I suspect that during each of our three waves we exported the virus from Bradford to low-incidence countries, and this may well have contributed to subsequent outbreaks in Pakistan, India, Eastern Europe or Turkey.
Nobody wants to be a prisoner on our island, but until we have effective global vaccine coverage and control of international transmission then importation of cases, and new variants in particular, remains a clear and present danger.
Red list restrictions for travellers from high risk countries may be disruptive and inconvenient but they are a crucial public health protection measure.
Quarantine
- A state, period, or place of isolation in which people or animals that may have been exposed to infectious disease are placed
- Origin: Late 15th Century (in sense "place where Jesus fasted for forty days")... The modern sense is from Italian quarantina "forty days", from quaranta "forty"
Source: Lexico.com
The good thing about our connected world, however, is that information also travels with ease.
In the hospital in February 2020 we were getting minute-by-minute updates from our medical colleagues in China, Italy and Spain, who were sharing the latest glimmers of evidence about risk factors and treatments via WhatsApp groups and social media. That speed of knowledge mobilisation saved countless lives.
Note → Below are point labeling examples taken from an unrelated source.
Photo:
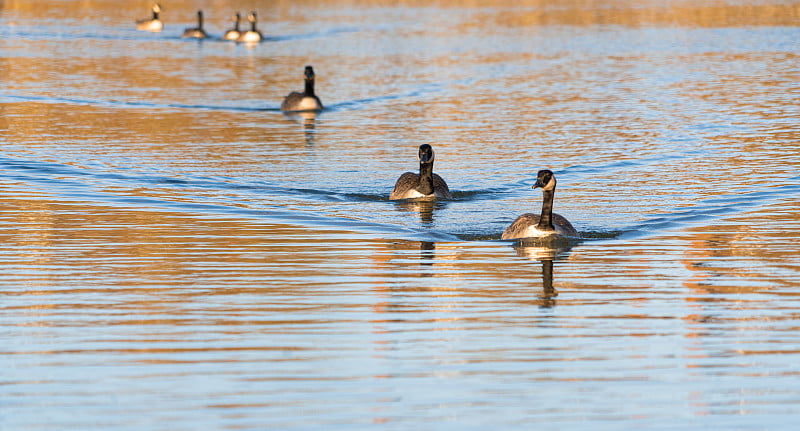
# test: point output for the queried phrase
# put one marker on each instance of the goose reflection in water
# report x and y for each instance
(308, 119)
(544, 251)
(425, 209)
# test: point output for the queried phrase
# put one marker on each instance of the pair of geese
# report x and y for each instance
(428, 185)
(155, 24)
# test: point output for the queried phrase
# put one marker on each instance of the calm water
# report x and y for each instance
(177, 254)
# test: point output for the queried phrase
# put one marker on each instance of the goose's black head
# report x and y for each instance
(545, 179)
(309, 73)
(425, 153)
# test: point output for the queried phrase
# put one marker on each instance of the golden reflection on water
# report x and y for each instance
(160, 218)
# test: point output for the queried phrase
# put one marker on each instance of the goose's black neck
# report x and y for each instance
(309, 87)
(546, 219)
(425, 185)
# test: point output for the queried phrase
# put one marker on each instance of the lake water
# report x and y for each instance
(177, 254)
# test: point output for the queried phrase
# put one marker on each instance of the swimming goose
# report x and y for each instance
(251, 35)
(425, 185)
(153, 24)
(548, 223)
(233, 33)
(197, 32)
(305, 101)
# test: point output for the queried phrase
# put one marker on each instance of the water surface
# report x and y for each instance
(178, 254)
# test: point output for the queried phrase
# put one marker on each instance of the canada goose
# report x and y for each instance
(549, 223)
(251, 35)
(233, 33)
(198, 32)
(425, 185)
(305, 101)
(153, 24)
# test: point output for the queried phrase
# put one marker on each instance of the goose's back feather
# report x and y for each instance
(300, 102)
(154, 25)
(250, 36)
(231, 35)
(405, 187)
(197, 33)
(525, 227)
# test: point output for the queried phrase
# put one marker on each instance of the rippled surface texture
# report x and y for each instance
(178, 254)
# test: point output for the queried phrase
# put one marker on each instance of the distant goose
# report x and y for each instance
(251, 35)
(154, 24)
(305, 101)
(197, 32)
(548, 223)
(426, 184)
(233, 33)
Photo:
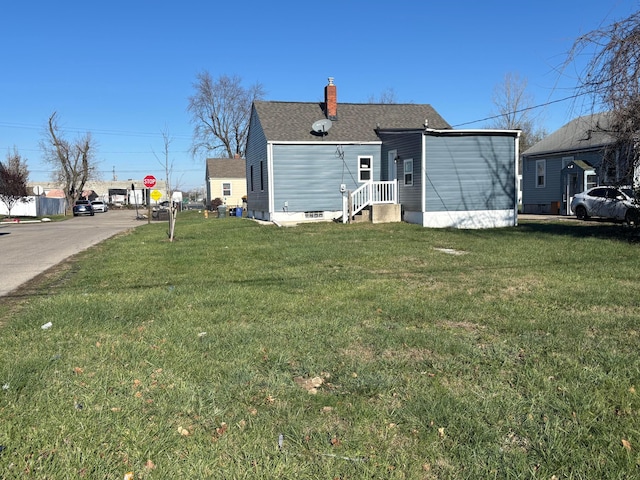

Recently, my Bradford colleague Dr Dinesh Saralaya and his classmates from medical school in India have been helping one another by sharing what they've been able to find out about best practice since the start of the pandemic.
"We are sharing information about what has worked - Dexamethadone, the early use of C-pap [non-invasive ventilation with oxygen] and proning, for example," says Dinesh.
"Some of the drugs they're using there - Remdesivir and plasma treatment, for example - are hardly used here as they haven't proved effective in trials."
In the early 1990s my wife Helen and I were working in a rural hospital in Southern Africa when we noticed a rapid rise of HIV-related infections.
In the age before the internet, knowledge was a precious commodity that moved slower than the tortoises wandering through the Lubombo bush. Our observation of rising rates of HIV-related TB in 1991 required a letter written on an ancient typewriter, posted by aerogram and eventually published months later as a letter in the British Medical Journal.
There is a long-standing frustration from political leaders about how slowly innovation spreads in the NHS; a good idea in Bradford is rarely adopted in Bristol (and vice-versa). There is a whole field of "implementation science", with its own bespoke journals, dedicated to how we can overcome our natural, curmudgeonly instinct to ignore ideas that are not invented here. But the pandemic has demonstrated that in a crisis we are very good at rapid adoption and spread.